Another problem is that other Nissan executives may have been paid too much via stock appreciation rights — a further indication of possible irregular practices involving executive pay in a firm already reeling from Ghosn’s arrest over suspected underreporting of his compensation. The scheme linking executive pay and performance of a company’s share prices, thereby incentivizing the executives to improve the firm’s earnings, is not a bad thing, but it can cause problems when managed in a discretionary way. The automaker said it plans to abolish the system next year.
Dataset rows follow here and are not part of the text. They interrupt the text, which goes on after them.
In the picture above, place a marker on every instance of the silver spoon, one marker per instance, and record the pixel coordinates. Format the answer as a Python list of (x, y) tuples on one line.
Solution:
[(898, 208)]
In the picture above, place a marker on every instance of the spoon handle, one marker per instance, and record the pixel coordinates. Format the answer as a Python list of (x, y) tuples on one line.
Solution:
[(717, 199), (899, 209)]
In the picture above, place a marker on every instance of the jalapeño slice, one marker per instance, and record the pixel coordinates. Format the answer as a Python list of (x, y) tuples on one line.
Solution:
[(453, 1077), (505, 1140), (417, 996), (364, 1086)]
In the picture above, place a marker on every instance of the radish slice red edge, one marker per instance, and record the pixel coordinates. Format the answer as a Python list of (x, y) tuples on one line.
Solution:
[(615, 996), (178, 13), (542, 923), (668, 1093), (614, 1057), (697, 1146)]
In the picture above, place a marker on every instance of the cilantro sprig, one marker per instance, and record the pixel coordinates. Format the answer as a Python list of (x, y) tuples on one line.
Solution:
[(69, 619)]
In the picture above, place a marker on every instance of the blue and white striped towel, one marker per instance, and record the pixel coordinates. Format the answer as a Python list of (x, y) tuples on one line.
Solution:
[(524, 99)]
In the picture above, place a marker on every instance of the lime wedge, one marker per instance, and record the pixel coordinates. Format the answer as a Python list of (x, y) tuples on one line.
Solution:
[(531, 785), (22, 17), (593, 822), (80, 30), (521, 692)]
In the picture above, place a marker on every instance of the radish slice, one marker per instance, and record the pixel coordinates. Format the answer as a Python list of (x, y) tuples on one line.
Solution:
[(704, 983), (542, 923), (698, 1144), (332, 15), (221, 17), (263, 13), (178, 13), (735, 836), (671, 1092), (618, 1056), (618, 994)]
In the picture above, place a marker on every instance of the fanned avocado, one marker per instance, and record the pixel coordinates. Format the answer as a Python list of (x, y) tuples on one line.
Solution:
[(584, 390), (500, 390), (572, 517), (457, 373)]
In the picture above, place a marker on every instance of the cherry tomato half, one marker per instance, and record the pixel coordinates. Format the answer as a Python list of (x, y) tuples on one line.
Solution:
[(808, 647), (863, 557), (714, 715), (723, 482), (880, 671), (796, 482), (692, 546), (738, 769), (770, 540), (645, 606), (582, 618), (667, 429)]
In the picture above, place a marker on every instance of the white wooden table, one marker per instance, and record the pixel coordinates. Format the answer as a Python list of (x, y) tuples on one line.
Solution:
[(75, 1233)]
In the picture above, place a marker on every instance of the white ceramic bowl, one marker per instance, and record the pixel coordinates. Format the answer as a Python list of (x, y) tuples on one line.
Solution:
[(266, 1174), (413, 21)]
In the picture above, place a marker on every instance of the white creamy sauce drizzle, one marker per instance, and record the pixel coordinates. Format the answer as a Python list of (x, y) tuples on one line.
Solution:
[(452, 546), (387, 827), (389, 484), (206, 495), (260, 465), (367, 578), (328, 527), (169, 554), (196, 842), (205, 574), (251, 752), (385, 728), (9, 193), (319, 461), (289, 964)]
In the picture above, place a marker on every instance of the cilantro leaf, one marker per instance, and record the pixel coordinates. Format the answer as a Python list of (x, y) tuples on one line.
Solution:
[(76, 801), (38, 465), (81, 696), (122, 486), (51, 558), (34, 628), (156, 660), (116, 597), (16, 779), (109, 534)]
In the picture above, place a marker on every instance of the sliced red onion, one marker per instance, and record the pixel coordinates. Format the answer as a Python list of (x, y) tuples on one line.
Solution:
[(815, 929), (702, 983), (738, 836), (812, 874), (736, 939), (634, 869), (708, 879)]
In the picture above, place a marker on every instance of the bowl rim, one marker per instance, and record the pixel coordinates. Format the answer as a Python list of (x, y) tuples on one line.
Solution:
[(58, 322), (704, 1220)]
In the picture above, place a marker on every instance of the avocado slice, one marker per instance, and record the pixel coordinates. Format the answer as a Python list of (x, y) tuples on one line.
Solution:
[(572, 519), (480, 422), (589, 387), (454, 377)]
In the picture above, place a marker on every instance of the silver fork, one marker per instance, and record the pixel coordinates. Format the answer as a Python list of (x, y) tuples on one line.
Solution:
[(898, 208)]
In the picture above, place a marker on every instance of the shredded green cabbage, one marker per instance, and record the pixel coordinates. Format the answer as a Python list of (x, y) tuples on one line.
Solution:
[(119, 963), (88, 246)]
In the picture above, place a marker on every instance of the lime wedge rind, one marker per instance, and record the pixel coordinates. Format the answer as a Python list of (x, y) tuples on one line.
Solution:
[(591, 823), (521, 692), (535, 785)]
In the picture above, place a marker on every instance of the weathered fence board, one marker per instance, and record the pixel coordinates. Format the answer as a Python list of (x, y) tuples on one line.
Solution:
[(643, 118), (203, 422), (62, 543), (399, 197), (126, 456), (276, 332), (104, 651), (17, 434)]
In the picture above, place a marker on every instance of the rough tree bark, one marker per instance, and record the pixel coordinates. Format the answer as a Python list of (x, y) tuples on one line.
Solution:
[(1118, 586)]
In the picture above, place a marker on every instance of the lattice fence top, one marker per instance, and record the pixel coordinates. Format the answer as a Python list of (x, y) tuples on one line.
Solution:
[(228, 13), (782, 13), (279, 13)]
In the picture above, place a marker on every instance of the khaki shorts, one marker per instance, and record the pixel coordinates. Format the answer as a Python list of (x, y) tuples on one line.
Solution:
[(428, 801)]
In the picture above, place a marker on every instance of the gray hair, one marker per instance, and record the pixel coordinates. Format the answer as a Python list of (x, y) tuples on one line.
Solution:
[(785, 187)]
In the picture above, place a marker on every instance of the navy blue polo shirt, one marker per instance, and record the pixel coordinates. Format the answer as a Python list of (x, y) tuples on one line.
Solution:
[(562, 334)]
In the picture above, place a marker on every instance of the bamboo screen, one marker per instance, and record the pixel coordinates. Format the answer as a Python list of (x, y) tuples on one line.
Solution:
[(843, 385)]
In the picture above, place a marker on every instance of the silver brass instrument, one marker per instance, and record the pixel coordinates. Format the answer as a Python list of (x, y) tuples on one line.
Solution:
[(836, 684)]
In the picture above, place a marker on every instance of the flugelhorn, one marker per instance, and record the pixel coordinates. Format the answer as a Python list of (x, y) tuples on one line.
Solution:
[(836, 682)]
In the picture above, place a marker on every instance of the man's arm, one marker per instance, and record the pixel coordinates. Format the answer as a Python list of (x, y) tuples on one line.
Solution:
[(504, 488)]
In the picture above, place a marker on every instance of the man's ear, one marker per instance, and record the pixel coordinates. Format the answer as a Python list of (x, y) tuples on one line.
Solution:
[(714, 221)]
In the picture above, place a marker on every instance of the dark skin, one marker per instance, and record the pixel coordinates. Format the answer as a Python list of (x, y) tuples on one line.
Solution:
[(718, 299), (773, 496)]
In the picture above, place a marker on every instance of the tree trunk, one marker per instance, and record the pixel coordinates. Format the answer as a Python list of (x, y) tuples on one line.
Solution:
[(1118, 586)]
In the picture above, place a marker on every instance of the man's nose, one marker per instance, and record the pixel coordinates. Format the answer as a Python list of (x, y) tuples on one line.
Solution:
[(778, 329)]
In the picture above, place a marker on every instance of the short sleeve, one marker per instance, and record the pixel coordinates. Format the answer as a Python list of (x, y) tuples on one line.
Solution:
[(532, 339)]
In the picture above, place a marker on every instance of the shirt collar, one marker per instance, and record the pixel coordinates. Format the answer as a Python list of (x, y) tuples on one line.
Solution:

The same day the Nissan board announced Saikawa’s resignation, the automaker disclosed a probe’s findings that the financial damage from the alleged wrongdoing by Ghosn and Greg Kelly, a former Nissan director arrested along with the former chairman, amounted to ¥35 billion. In declaring Nissan’s break from the Ghosn regime last year, Saikawa blamed the issue on a governance structure that concentrated too much power in the hands of the top leader.


As a result of its governance reform since Ghosn’s ouster, a majority of Nissan’s board seats are now occupied by outside directors, and the board is chaired by Kimura, one of the outside directors. The board is said to have taken the initiative to effectively force Saikawa into resigning. In that sense, the governance reform introduced to rebuild the automaker for the post-Ghosn era may have served its intended function.


Due to slumping sales in the North American and European markets, Nissan’s consolidated operating profit for the April-June quarter plummeted 98.5 percent from a year earlier. The strategy pursued under Ghosn to expand the automaker’s market share, including a sharp discount campaign in the United States, is deemed to be the wrong way to respond to the changes in the global markets. In its bid to shift the focus on profit, Nissan has announced manpower cuts of 12,500 jobs worldwide and trimming global output capacity to 6.6 million vehicles by 2022. Whoever takes over from Saikawa faces the tough challenge of normalizing Nissan’s management as quickly as possible to allow the automaker to chart a path for its revival and start pouring its resources into crucial technologies such as autonomous driving.